New light on Wilfred Owen's musical inspiration

Wilfred Owen Wilfred Owen

ORGAN music said to have provided inspiration for First World War poet Wilfred Owen has been recreated at a Wirral church following the discovery of forgotten sheet music.

The poet, who lived in Birkenhead between the ages of four and 13, was a regular at Oxton's Christ Church and served there as a choirboy.

It was there that he first heard the uplifting works of church organist Edward Townshend Driffield.

Now church officers have made a recording of Mr Driffield’s Cavatina – played on the same organ heard by Wilfred Owen early in the 20th Century.

Dean Johnson from the Wilfred Owen Story museum in Birkenhead, said that listening to the same music that the poet had heard has been a fascinating experience.

The church, he explained, had been a “significant influence” on the poet’s childhood.

Mr Johnson revealed: "Owen was devoutly religious – he would have seen God in every word that he read in church and in every note of music that he heard.

"The atmosphere at Christ Church is very powerful and the great organ reverberates as if from heaven itself. All of this would have had a profound effect of Wilfred’s sensitivity."
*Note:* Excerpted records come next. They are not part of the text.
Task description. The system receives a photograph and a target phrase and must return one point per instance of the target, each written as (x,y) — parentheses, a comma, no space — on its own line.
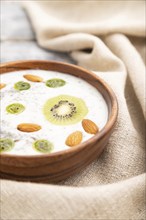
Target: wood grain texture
(60,165)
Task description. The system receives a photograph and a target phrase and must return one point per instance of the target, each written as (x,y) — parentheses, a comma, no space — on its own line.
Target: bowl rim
(108,126)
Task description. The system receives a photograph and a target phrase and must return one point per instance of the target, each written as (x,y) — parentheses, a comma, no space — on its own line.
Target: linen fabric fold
(107,37)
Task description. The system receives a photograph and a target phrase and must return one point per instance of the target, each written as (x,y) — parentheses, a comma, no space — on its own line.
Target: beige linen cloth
(105,37)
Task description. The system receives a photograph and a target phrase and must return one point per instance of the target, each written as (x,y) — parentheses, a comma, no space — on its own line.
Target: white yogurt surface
(34,99)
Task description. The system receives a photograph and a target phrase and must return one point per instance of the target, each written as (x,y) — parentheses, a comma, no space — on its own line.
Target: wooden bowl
(60,165)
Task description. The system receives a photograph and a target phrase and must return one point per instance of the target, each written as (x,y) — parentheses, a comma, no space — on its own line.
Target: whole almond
(74,139)
(89,126)
(2,85)
(33,78)
(27,127)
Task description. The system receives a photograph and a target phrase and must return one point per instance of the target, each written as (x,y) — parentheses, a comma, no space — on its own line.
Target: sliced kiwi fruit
(21,85)
(55,82)
(65,110)
(15,108)
(6,144)
(43,146)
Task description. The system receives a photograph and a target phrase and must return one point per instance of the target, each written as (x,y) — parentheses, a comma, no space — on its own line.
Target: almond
(2,85)
(33,78)
(74,139)
(27,127)
(89,126)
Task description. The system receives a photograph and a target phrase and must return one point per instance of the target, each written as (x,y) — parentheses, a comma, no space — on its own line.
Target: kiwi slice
(6,144)
(21,85)
(65,110)
(15,108)
(43,146)
(53,83)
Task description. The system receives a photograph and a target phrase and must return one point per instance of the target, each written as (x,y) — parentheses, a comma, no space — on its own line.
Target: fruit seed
(74,139)
(89,126)
(27,127)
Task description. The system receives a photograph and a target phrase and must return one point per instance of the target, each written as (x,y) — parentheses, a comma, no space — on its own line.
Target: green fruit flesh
(43,146)
(21,86)
(54,83)
(6,144)
(65,110)
(15,108)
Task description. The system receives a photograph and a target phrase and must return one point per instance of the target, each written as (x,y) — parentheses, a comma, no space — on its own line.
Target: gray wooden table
(18,41)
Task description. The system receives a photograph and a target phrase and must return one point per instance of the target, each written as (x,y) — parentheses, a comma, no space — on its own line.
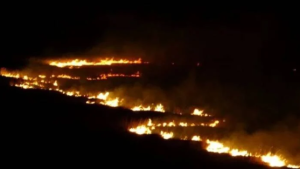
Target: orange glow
(79,63)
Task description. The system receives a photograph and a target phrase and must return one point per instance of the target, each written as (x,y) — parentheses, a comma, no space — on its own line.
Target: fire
(198,112)
(158,108)
(211,146)
(273,160)
(79,63)
(166,135)
(52,83)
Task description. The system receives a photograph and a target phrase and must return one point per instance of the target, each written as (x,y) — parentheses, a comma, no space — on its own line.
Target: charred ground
(48,127)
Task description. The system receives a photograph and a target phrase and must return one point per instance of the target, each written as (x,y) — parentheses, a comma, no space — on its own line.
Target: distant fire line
(101,62)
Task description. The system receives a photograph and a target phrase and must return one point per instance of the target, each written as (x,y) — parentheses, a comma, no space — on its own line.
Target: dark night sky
(264,37)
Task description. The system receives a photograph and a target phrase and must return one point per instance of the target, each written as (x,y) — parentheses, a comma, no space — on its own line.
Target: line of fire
(74,77)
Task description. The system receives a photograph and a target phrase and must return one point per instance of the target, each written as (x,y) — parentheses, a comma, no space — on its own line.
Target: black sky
(240,36)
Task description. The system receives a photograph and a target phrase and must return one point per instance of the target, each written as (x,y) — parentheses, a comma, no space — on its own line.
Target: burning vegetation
(168,128)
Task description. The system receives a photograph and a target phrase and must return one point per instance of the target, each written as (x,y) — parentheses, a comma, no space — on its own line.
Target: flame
(166,135)
(213,146)
(198,112)
(79,63)
(44,82)
(273,160)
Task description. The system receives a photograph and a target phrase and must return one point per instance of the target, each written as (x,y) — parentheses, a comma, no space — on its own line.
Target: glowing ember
(198,112)
(107,61)
(273,160)
(166,135)
(52,82)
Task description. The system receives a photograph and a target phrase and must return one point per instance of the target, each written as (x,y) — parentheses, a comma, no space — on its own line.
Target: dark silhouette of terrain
(43,128)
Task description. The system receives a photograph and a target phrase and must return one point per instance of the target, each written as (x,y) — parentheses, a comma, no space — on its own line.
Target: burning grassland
(97,62)
(172,120)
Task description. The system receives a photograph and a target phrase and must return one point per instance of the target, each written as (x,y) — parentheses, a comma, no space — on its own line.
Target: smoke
(283,138)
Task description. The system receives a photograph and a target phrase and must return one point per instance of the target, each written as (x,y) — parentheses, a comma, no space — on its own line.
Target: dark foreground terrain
(42,128)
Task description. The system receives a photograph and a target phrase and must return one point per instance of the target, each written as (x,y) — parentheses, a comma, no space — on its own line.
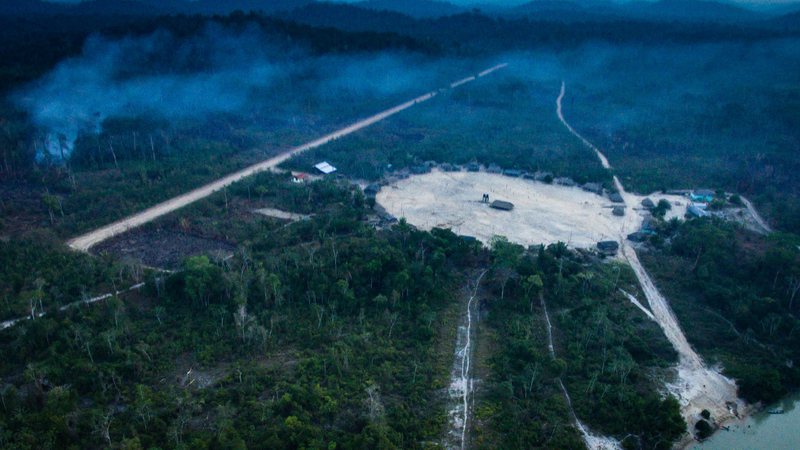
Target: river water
(762,430)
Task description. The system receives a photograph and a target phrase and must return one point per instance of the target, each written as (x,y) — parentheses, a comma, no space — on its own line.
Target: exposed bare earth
(542,214)
(697,387)
(92,238)
(163,248)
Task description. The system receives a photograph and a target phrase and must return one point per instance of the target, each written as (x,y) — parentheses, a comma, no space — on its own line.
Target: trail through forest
(461,376)
(88,301)
(592,441)
(698,387)
(86,241)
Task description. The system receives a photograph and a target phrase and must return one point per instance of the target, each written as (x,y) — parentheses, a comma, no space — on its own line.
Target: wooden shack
(502,205)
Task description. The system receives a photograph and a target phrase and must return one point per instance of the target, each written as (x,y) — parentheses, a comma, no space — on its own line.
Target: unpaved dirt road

Edward Driffield was a local solicitor who composed and played organ music at Christ Church. Some of his compositions were found in the church basement when current organist Paul Broadhurst carried out a search.

Mr Driffield was also an organist at St Paul’s in Southport. 

The quality of his work was reflected in the fact that he composed  music for Liverpool’s 700th Anniversary Pageant in 1907.

• The Wilfred Owen Story is marking its second year as the UK’s only permanent exhibition dedicated to the Great War poet.

War poetry written 100 years apart marks the launch of the museum’s Countdown to 2014 – marking the centenary of the First World War. Pupils from Thingwall Primary School have produced a volume of new poetry inspired by Wilfred Owen’s work.

The exhibition now contains unique historical Owen family memorabilia, previously unseen.  Admission is free.